A Superb Metaphor.
I’m meeting my personal trainer this afternoon. I’ve been seeing her for several months now, a total of 17 sessions. I haven’t lost any weight. I’ve been stalled at around 190 for quite a long time now. But I have toned considerably. I know I’ve traded some body fat for some muscle mass. I’d like to go back t0 my physician and get another blood panel done. My last one was totally within the ‘normal’ range for all values, but it was at the upper edge of some, like fasting glucose. But everything is headed in the correct direction.
I have another friend in the program who used to be a personal trainer. This person was kind of concerned about me over the weekend, when I was obviously upset. But as I recovered my resolve and have begun making progress again, and writing about my intentions for taking forward steps, my friend had an insight that I thought was a propos and important.
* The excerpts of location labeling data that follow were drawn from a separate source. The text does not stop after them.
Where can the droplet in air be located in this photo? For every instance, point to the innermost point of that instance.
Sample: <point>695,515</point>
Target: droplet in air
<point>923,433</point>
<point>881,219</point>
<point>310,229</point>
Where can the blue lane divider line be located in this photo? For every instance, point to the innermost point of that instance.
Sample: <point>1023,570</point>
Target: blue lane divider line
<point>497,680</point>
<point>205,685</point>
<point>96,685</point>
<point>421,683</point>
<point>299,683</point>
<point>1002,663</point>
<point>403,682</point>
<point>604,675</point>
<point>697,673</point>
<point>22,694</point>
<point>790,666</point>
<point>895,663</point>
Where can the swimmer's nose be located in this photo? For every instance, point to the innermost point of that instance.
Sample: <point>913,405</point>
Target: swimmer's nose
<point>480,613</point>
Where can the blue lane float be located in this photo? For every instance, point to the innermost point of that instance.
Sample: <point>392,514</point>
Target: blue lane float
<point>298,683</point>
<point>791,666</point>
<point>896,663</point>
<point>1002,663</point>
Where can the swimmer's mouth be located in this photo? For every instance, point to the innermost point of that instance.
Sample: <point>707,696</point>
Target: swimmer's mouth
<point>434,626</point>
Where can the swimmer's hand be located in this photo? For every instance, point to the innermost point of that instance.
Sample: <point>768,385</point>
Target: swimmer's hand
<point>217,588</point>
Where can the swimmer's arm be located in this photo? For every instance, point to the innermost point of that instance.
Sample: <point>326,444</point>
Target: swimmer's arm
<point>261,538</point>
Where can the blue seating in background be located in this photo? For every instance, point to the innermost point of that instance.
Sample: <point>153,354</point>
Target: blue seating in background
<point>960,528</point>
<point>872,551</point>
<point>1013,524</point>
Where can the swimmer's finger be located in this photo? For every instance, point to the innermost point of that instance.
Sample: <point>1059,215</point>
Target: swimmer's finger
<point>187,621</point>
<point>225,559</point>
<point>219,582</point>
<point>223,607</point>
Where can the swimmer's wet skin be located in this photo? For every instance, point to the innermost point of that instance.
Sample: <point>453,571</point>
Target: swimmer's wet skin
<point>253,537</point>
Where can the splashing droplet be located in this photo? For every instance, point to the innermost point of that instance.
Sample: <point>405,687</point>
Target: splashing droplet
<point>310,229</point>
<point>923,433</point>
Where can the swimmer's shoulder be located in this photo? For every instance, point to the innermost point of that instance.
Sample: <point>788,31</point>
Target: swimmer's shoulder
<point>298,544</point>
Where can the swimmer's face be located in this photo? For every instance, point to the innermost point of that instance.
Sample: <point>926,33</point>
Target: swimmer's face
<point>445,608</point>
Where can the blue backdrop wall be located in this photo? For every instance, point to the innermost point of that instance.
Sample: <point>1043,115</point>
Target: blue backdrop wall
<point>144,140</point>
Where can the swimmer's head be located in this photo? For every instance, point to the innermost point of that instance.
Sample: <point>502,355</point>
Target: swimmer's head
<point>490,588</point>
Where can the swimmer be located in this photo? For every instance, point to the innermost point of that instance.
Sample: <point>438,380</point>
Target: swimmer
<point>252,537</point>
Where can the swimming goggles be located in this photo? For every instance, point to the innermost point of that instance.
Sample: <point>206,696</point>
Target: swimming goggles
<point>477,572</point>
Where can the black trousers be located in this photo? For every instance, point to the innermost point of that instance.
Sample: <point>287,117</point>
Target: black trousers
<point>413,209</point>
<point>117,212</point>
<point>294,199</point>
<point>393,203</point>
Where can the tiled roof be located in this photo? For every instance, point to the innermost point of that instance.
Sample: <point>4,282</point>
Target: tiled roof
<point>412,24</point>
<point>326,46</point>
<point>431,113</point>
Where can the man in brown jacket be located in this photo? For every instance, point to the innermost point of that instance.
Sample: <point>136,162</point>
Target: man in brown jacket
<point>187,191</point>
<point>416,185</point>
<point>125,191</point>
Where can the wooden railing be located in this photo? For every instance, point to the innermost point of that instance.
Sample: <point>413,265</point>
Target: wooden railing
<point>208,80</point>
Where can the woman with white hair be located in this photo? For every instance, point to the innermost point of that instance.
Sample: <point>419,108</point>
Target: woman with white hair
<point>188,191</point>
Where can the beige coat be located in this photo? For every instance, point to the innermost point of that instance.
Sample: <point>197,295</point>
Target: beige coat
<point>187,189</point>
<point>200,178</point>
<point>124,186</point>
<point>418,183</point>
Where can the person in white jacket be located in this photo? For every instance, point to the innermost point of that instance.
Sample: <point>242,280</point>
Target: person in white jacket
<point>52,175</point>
In fitness (and I’m sure here I’ll get some of the jargon wrong), they talk about recovery time as the time from a cardiovascular excursion (like a >150 bpm heart rate) until the return to nominal. Basically, from when you’re panting and your heart is pounding to when you feel normal again. The fitter you are, the shorter this time is. When I first started exercising, I would run around the block (half a mile where I live) and then pant for 10 minutes or more. Now, after running for 30 minutes straight, about 3 miles, my heart rate and breathing will return to nominal in about two minutes.
My friend’s observation was that the program, and what we call our spiritual fitness, is roughly the same. There was a huge insult to my serenity this past week and a half. I am going to have to clean up a mess that I thought was already cleaned with regard to travel to Canada. I had a really big, and important career-wise, grant rejected. I had a paper rejected rather emphatically. I lost my sense of peace and well-being, and was very upset for several days.
And now I’m ok again. I have an action plan moving forward. I went to my meetings. I shared my feelings and perspective with people who care about me and know me and know my progress. People who’ve been with me through far worse times. My program fitness it pretty good. I know how to handle my emotions. Even when despair gets the better of me for a time, I bounce back, regain perspective, and return to progress.
I’m not perfect, and I’ve never claimed to be a perfect sober person. But I am working hard to maintain a perspective that is informed by the whole journey I’ve taken. My spiritual condition is not determined by what’s happened to me this week, or this month. It’s based on the entirety of my path from alcoholic desolation through to a transformational recovery that has me able to participate usefully in the world, and be mostly peaceful and content with life and my passage through it. When there are disruptions, I recover quickly.
Because this grant or that paper, or this job or that marriage, none of these things have the power to destroy me. Not truly. The only thing that has that power is my own unchecked self-destructive nature, when fueled by alcohol. So I can be angry about Canadian bureaucracy, and I can be sad about a paper rejection, and I can feel unjustly scored by a study group, and none of these things have the slightest power to derail the progress of my life. My life is bigger than that. I’m fitter than that.